Screenshot of the webpage

This was just going to be a really quick hack but I’ve ended up spending a whole Saturday on it. The script seems to works now. I’ve downloaded a couple of entire archives successfully. It creates pages that look like this second screenshot, plus a single JSON file including the URLs, page titles, and the local filenames of all the images.

It’s been lovely to look through it all again. I have no memory of most of these images, from only a few years ago. It’s like finding an old shoebox of photos and cuttings.

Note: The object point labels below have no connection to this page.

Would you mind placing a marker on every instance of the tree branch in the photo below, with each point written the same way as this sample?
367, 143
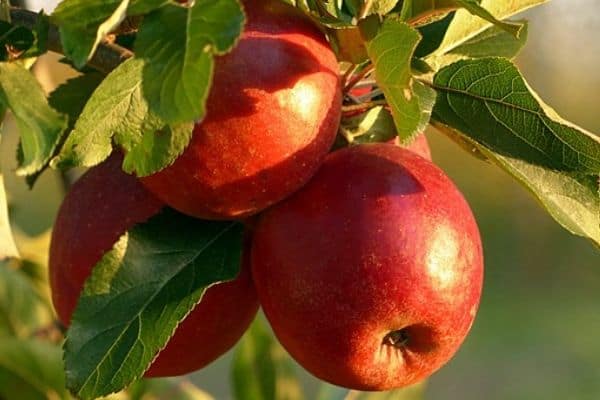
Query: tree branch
107, 57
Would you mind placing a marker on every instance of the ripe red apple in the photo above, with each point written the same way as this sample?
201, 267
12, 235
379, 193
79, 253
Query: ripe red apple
371, 274
101, 206
272, 115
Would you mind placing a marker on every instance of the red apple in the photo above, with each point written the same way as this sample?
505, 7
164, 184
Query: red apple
272, 116
102, 205
371, 274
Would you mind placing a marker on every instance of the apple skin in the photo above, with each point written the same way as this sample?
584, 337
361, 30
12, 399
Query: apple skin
101, 206
379, 248
272, 116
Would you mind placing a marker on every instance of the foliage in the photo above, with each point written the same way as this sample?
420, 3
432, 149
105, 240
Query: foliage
443, 63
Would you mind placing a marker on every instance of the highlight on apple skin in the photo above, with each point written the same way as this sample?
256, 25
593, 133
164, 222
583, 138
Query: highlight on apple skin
272, 116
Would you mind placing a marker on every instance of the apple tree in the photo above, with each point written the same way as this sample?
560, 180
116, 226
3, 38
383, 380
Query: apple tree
264, 152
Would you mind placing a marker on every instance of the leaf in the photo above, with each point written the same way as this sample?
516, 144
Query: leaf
178, 45
465, 26
118, 109
493, 42
40, 33
375, 125
391, 51
330, 392
22, 310
41, 127
84, 23
7, 244
14, 40
139, 292
34, 259
178, 389
79, 41
432, 34
488, 101
379, 7
70, 97
31, 369
261, 369
473, 6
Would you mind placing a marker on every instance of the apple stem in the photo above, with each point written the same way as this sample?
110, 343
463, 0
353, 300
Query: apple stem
358, 77
398, 339
363, 106
107, 57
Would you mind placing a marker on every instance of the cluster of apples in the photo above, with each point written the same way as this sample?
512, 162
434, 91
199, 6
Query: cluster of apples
366, 261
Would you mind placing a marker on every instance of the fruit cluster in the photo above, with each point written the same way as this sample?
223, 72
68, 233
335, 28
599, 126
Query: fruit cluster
366, 261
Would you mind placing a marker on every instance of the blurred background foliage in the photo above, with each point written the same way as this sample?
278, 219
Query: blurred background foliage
536, 333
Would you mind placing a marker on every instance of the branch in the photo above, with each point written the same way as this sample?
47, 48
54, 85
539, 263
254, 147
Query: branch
107, 57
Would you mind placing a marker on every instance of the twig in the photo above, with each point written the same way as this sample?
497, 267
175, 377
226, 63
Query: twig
365, 9
358, 77
107, 57
363, 106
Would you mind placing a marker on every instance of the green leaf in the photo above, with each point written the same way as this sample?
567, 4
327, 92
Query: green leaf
139, 292
375, 125
7, 243
466, 26
473, 6
433, 34
40, 33
261, 369
177, 389
379, 7
41, 127
493, 42
70, 97
489, 102
84, 23
330, 392
391, 52
118, 109
31, 370
16, 38
22, 310
178, 45
80, 41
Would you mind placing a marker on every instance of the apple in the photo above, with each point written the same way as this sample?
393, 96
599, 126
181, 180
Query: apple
272, 116
101, 206
371, 274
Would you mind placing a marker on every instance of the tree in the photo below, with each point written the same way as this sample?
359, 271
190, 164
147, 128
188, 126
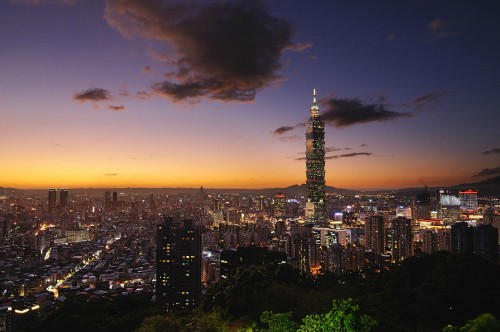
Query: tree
278, 322
482, 323
343, 317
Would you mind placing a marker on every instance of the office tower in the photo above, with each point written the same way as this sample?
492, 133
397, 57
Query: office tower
52, 200
114, 204
107, 201
486, 242
468, 201
402, 239
178, 265
374, 234
261, 206
279, 205
315, 166
423, 205
63, 198
461, 238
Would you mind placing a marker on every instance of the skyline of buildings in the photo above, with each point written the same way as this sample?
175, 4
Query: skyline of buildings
315, 165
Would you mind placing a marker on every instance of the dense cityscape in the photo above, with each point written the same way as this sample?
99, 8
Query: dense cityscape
173, 246
169, 165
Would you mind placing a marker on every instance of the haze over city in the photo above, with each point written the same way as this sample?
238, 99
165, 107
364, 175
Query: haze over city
124, 93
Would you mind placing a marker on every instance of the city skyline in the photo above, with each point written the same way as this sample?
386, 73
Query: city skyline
125, 94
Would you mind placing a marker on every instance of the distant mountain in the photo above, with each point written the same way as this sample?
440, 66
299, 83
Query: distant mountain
488, 187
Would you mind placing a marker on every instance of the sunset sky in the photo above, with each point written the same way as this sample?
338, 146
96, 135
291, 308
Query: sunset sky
151, 93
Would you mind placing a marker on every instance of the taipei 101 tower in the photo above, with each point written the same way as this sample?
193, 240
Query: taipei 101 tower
315, 166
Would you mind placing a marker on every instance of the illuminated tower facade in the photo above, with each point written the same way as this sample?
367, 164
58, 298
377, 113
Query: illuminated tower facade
178, 265
52, 200
315, 166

Getting this to work I spent a lot of time struggling with character encoding and it’s not perfect but enough was enough. It would probably have been quicker to start from scratch. But that’s the wisdom-of-having-done-the-work talking. Hopefully this vaguely embarrassing code will be useful to someone else.

ffffound-export on GitHub

22 Apr 2017 at Twitter

  • 05:58am: @mildlydiverting I’ve nearly got a nice script working if you want me to grab your stuff too?
  • 01:15pm: @mildlydiverting Will do! Just struggling with character encodings at the moment. Grrr.
  • 04:45pm: “I won’t spend more than an hour fiddling with this code,” is what I said to myself half the weekend ago.
  • 08:22pm: A Python script for fetching all your https://t.co/RSx0PiLhG2 images, making pages for them, and saving data in JSON https://t.co/xyDmLSmVES
  • 08:23pm: There are various others (this is based on one) but I either couldn’t get them to work properly or wanted something different.
  • 08:24pm: The code is a mess and I’d do it all differently if starting from scratch. Just like every quick hacky project. Hey ho.